Since its founding, LIFE has lobbied constantly for Article 17 to be implemented as the way to achieve fair fisheries and environmental sustainability. It has been frustrating to see how legal weaknesses in the article and a lack of clearly defined roles and responsibilities between the EC and MS have caused implementation of Article 17 to be put to one side. Article 17 provides the key to ensuring a fair allocation of fishing opportunities – access to both fishing grounds and fishing quotas – for SSF. The latest STECF report on Social Data in Fisheries (STECF 23-17), published at the end of 2023, analyses the responses of 22 Member States (i.e. all coastal EU states) to a questionnaire on implementation of Article 17. The report is useful in providing a historical overview of how fishing opportunities have been allocated in the EU, and why it has been such an issue to ensure that MS allocation systems use criteria that are both transparent and objective.
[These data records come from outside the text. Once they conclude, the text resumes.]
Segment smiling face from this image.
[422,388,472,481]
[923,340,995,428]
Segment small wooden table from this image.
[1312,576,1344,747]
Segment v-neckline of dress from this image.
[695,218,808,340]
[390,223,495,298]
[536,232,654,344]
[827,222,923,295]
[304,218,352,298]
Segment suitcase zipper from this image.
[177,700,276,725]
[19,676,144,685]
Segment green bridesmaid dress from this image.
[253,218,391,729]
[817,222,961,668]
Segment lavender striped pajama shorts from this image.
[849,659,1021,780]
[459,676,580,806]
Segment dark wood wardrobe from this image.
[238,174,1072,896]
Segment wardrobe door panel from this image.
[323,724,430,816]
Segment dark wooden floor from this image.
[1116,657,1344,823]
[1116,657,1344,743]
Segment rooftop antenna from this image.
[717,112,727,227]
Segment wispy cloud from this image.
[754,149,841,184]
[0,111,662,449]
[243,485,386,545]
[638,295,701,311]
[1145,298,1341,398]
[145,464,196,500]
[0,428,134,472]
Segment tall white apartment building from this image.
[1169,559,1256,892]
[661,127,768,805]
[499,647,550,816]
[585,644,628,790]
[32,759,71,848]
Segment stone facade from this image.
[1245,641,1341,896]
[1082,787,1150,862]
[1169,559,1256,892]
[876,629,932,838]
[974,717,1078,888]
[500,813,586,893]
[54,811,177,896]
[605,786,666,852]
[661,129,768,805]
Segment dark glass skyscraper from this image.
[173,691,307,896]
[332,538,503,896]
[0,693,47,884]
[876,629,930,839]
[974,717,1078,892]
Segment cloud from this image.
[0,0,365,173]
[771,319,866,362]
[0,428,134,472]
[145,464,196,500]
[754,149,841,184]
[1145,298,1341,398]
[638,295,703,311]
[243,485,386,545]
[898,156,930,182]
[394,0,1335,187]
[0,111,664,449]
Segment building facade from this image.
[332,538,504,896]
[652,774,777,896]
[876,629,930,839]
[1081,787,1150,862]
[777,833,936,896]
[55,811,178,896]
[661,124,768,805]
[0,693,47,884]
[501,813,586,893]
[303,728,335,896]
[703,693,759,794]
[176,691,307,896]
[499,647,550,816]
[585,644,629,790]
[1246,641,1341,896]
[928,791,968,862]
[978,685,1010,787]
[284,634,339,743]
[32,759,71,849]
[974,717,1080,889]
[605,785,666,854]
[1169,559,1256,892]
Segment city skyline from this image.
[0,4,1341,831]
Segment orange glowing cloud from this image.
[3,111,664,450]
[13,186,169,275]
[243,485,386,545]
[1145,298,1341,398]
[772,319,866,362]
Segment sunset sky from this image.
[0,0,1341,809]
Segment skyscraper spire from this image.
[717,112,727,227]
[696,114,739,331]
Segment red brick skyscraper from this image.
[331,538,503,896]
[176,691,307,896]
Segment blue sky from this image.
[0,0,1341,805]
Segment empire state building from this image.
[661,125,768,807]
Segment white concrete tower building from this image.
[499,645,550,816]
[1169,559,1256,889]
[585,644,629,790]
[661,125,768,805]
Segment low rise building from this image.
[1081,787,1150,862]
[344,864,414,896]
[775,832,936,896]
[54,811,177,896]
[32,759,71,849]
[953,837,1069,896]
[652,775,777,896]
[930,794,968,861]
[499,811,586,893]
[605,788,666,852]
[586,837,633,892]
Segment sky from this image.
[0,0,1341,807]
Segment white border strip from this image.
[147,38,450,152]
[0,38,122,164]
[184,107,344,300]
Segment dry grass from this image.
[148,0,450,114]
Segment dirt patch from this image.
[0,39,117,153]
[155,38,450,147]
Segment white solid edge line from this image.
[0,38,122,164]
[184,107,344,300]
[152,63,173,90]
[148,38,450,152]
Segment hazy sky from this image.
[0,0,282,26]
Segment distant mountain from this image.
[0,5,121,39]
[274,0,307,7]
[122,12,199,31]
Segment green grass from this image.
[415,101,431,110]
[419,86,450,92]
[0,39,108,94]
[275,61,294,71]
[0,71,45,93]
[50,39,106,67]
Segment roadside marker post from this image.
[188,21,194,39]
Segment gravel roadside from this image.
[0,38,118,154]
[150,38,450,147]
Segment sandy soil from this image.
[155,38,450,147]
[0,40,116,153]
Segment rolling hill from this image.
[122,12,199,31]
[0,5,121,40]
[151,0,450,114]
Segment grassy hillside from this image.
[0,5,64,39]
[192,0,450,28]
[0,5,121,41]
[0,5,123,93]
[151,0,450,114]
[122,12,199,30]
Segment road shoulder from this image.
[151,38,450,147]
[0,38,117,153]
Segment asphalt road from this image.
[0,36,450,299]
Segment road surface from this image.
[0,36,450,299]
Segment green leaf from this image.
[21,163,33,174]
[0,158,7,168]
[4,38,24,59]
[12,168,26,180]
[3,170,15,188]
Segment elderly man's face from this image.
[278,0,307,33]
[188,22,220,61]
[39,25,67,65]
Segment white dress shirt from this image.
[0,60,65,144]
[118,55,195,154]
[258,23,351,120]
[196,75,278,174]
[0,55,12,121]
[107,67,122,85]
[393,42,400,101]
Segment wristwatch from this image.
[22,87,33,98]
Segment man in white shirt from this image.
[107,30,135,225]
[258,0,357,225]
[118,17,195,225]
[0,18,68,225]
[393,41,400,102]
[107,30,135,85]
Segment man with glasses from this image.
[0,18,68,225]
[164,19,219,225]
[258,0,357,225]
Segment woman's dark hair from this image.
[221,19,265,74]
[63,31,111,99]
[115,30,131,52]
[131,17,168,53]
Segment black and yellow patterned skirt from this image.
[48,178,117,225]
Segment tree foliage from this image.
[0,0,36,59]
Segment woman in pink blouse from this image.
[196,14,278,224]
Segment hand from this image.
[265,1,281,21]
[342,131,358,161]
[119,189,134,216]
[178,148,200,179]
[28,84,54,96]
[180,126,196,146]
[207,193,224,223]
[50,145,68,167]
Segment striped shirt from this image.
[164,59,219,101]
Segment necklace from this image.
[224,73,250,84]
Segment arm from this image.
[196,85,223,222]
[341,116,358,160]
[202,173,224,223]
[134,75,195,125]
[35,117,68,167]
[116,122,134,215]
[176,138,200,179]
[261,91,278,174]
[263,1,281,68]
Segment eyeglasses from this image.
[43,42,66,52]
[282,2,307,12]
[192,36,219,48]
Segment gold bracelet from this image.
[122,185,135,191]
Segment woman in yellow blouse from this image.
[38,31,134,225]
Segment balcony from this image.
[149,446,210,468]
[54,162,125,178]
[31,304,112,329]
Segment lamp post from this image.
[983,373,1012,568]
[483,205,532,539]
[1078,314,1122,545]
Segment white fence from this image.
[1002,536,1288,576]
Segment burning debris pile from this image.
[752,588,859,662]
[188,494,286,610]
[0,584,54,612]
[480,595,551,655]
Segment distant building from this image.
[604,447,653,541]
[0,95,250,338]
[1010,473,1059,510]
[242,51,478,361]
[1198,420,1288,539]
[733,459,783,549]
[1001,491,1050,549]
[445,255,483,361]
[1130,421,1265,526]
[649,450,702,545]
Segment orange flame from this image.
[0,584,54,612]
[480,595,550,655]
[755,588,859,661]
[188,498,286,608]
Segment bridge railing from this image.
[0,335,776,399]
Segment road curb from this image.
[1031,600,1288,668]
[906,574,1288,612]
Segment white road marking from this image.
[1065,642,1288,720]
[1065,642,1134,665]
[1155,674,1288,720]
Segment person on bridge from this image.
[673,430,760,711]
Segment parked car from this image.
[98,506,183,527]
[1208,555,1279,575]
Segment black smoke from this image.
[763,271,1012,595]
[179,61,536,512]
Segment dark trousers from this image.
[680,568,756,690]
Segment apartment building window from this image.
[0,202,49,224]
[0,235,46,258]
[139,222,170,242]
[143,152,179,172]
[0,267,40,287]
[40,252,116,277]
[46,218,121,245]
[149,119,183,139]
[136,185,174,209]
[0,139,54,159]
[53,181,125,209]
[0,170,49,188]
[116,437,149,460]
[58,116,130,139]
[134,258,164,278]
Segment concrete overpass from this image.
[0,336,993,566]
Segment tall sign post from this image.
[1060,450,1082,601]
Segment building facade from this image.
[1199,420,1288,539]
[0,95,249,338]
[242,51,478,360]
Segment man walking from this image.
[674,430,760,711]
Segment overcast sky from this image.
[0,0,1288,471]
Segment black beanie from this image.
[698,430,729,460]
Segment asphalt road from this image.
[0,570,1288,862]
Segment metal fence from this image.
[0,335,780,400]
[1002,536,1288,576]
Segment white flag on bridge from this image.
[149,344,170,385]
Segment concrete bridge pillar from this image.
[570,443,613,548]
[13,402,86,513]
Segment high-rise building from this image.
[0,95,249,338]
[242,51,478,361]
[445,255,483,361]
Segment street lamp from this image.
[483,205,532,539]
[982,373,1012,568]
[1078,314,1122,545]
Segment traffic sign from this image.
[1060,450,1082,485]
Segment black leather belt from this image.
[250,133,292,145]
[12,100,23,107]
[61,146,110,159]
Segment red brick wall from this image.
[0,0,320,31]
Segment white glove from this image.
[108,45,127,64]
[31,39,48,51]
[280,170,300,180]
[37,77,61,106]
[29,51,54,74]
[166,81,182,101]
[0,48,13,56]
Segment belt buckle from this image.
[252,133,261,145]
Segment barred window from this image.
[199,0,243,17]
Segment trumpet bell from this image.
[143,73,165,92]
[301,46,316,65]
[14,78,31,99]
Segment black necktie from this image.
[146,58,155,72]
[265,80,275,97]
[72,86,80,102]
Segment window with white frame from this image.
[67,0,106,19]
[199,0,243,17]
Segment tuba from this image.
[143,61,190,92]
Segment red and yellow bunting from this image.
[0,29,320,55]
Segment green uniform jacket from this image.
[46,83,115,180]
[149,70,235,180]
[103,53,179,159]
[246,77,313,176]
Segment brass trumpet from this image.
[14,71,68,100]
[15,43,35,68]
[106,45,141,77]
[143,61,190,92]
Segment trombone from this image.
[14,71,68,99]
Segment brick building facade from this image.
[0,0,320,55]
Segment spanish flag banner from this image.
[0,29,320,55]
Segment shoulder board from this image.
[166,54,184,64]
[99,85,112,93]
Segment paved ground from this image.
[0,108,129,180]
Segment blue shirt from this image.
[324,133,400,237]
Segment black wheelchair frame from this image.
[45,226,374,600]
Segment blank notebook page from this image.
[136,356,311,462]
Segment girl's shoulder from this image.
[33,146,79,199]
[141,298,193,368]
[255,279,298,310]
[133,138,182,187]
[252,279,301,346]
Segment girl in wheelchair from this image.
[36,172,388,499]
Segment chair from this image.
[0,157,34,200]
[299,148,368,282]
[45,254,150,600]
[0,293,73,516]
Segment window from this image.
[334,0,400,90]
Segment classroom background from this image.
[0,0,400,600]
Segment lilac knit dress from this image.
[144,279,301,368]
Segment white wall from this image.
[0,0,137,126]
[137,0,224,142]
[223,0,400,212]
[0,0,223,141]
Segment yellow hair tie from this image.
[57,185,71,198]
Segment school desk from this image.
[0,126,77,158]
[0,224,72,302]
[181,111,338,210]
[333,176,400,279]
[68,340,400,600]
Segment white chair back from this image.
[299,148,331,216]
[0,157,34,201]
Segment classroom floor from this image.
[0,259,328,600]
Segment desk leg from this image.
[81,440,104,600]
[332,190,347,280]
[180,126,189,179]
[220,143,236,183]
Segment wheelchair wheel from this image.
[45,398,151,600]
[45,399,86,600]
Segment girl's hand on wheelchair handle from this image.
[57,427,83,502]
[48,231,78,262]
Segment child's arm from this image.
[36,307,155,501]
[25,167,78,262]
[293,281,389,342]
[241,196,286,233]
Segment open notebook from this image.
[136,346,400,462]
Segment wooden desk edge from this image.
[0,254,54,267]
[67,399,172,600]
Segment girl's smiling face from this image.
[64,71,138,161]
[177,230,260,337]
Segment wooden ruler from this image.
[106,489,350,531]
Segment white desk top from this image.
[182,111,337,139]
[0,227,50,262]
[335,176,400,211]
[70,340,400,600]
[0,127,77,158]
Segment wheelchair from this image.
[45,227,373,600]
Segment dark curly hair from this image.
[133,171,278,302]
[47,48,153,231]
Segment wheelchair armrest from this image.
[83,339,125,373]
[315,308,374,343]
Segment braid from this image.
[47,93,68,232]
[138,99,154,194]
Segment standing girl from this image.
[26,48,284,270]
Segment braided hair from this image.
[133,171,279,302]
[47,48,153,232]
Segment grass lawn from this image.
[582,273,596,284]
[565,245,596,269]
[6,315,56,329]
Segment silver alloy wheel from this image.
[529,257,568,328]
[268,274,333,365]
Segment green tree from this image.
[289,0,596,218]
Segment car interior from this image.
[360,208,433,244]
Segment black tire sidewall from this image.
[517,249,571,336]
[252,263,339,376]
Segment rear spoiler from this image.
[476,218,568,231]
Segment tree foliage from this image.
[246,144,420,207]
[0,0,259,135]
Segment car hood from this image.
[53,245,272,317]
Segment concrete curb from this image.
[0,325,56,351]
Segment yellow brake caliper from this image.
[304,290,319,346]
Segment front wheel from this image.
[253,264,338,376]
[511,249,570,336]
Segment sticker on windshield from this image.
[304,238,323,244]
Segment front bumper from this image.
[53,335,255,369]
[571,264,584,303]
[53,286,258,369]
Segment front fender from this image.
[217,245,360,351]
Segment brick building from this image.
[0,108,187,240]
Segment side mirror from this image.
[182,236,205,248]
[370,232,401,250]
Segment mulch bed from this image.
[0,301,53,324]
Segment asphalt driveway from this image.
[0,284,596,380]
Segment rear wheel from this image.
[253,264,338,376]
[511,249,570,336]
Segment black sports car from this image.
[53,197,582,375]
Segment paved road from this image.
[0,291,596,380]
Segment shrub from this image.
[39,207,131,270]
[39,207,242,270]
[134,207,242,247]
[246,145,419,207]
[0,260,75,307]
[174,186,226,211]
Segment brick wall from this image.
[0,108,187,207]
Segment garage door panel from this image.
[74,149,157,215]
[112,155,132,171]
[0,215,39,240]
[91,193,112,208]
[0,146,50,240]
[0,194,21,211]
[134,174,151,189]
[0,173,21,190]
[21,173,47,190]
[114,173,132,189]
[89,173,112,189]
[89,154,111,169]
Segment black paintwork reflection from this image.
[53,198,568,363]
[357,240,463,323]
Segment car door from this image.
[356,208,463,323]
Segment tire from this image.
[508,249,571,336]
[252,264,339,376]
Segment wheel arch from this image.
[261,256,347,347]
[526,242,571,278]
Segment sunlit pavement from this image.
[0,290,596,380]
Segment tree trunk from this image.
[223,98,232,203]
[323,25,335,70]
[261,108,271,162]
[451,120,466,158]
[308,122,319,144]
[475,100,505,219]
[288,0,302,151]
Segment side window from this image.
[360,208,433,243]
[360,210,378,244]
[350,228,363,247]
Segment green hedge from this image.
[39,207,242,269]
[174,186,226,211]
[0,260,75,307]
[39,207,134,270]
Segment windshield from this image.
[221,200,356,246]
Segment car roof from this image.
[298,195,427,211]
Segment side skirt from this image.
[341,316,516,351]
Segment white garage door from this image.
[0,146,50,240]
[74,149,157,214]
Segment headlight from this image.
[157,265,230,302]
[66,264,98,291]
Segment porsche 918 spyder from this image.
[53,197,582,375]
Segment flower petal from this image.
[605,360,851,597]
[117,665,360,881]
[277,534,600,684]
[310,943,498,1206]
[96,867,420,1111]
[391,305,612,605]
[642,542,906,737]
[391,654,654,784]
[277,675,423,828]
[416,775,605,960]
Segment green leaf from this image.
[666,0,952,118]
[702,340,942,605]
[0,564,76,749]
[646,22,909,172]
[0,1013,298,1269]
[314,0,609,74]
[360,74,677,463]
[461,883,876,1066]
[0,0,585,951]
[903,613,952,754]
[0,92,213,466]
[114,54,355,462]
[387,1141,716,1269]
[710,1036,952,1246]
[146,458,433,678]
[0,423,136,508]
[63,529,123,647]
STECF notes that “the pre-existing framework of fisheries administrations in member states, and their systems of distributing fishing opportunities, have proved to constitute an obstacle to the implementation of Art. 17, due to institutional inertia”. STECF also notes that “fishing opportunities are not clearly defined in EU legal texts”.
Institutional inertia, lack of legal clarity, lack of clearly defined roles and responsibilities, and a lack of clearly defined criteria represent major constraints to achieving socially just, environmentally sustainable and economically viable fisheries. It could be said that in its current form, Article 17 is designed to fail. The challenge with Article 17 is therefore to design appropriate criteria of an environmental, social and economic nature, with clear guidelines on how to apply them, and clear roles and responsibilities assigned to the EC and Member States. The collection of social data has been a legal requirement since 2018, and STECF provided some preliminary analysis of Article 17 in their 2020 report (STECF 20-14), which provided some background on the development of Article 17 and the inclusion of social criteria. LIFE recalls on the Report “How EU fishing can become Low Environmental Impact, Low Carbon and Socially just” published in 2021 on which it already appoints potential environmental, social and economic criteria to be used.
The wheels of change turn slowly, and for SSF it’s a case of justice delayed being justice denied.